There is a crisis of trust in American democracy. By virtually every measure, Americans’ trust in most of their democratic institutions, and particularly in the media, has declined dramatically over the past half century. A country that provides universal education, proclaims press freedom and enjoys the legacy of one of the oldest representative governments in the world is nevertheless having great difficulty understanding and supporting its democracy.
Why are Americans losing faith in democratic institutions? Government appears gridlocked and unresponsive amid large-scale global shocks and serious domestic challenges. American politics are sharply polarized. The gap between the wealthy and the poor continues to grow, with declining prospects for upward mobility. And racial tensions persist.

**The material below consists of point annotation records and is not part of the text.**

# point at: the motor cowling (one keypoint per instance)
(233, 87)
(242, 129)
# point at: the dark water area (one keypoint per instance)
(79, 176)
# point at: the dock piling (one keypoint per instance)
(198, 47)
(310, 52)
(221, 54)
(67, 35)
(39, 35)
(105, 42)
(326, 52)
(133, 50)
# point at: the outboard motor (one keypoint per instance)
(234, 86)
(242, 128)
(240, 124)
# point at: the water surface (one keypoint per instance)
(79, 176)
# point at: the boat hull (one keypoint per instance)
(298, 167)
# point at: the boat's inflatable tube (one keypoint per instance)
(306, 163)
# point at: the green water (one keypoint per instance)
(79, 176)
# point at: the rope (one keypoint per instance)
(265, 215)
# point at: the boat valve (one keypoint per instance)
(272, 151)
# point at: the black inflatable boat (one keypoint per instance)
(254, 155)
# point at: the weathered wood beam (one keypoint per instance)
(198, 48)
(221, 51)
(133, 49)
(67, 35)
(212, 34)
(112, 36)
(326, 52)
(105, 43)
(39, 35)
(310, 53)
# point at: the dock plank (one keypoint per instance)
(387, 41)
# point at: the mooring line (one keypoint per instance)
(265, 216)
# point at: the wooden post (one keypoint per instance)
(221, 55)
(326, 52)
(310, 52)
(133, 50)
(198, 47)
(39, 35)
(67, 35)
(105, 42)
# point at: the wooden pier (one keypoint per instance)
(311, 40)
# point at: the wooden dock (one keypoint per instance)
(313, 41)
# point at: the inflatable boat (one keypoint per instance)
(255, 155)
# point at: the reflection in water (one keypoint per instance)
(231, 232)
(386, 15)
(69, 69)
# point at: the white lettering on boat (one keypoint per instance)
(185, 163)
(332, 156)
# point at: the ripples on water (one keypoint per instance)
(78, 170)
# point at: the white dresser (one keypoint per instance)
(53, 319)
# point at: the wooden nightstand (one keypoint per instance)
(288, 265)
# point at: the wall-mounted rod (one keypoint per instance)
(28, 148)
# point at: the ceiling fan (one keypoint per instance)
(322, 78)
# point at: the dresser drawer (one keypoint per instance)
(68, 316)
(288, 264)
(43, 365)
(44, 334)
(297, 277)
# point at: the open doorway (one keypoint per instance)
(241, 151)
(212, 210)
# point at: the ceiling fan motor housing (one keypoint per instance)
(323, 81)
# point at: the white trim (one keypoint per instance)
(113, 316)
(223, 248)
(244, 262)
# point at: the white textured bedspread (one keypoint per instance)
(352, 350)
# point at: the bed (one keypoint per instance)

Although a vibrant free press is an essential element of a healthy democracy, much of the public lacks faith that the news media are accurate and unbiased. While most people find some content source that they like, they show declining trust in news media as a category.
Advances in technology have given citizens unparalleled access to the world’s great pool of knowledge and people. Yet that same technology is overwhelming individuals’ ability to find news they consider trustworthy. Because the internet allows anybody to create content and share it widely, there are fewer controls over accuracy. Misinformation and disinformation are spreading virally, sometimes by innocent sharing, sometimes with malice.
Meanwhile, the line between news and opinion has become blurred, as news reporting is increasingly intermixed with commentary. Declining revenues have forced many local news organizations to cut back substantially or shut their doors entirely, creating local “news deserts.” And attacks by politicians on the media are further shaking people’s trust in the press.
Layered on top of these challenges is perhaps an even more fundamental development—an inability to agree on facts. In 2018, unwelcome facts are labeled as “fake,” false information is regularly sent out over the internet and increasingly sophisticated “deepfake” video technologies can manipulate images and voices to realistically portray something that never happened. “Filter bubbles” make it possible for people to live in “echo chambers,” exposed primarily to the information and opinions that are in accord with their own.
So, accompanying and amplifying concerns over the future of American democracy is a crisis of trust in news and basic information. But a “post-truth” politics is incompatible with a functioning democracy, and an assault on the notion of truth is a fundamental attack on our ability to self-govern.
The Knight Commission on Trust, Media and Democracy, 27 diverse citizens organized by the Aspen Institute in partnership with the John S. and James L. Knight Foundation, hopes for an American future that promotes knowledge of the country’s democratic heritage, encourages a willingness to engage in local civic activities and supports an array of inclusive institutions in government, media, business and civil society. It sees vibrant and responsible journalism serving the goal of self-government and holding the powerful accountable, and a world where new forms of communication enhance rather than diminish a healthy democracy.
This Commission wants 21st century American democracy to work at all levels, and strongly believes it can. This report aims to articulate the reasons for the growing distrust in American institutions, to re-envision news media that will be fair, truthful and responsible, and to catalyze citizens to participate in civic life.
The Commission recommends specific actions to restore trust in media and democracy. It identifies what journalists can do; what the media distributors such as social media and other digital networks can do; what government and business leaders can do; and, perhaps most important, what each American can and should do to assume responsibility for democratic governance.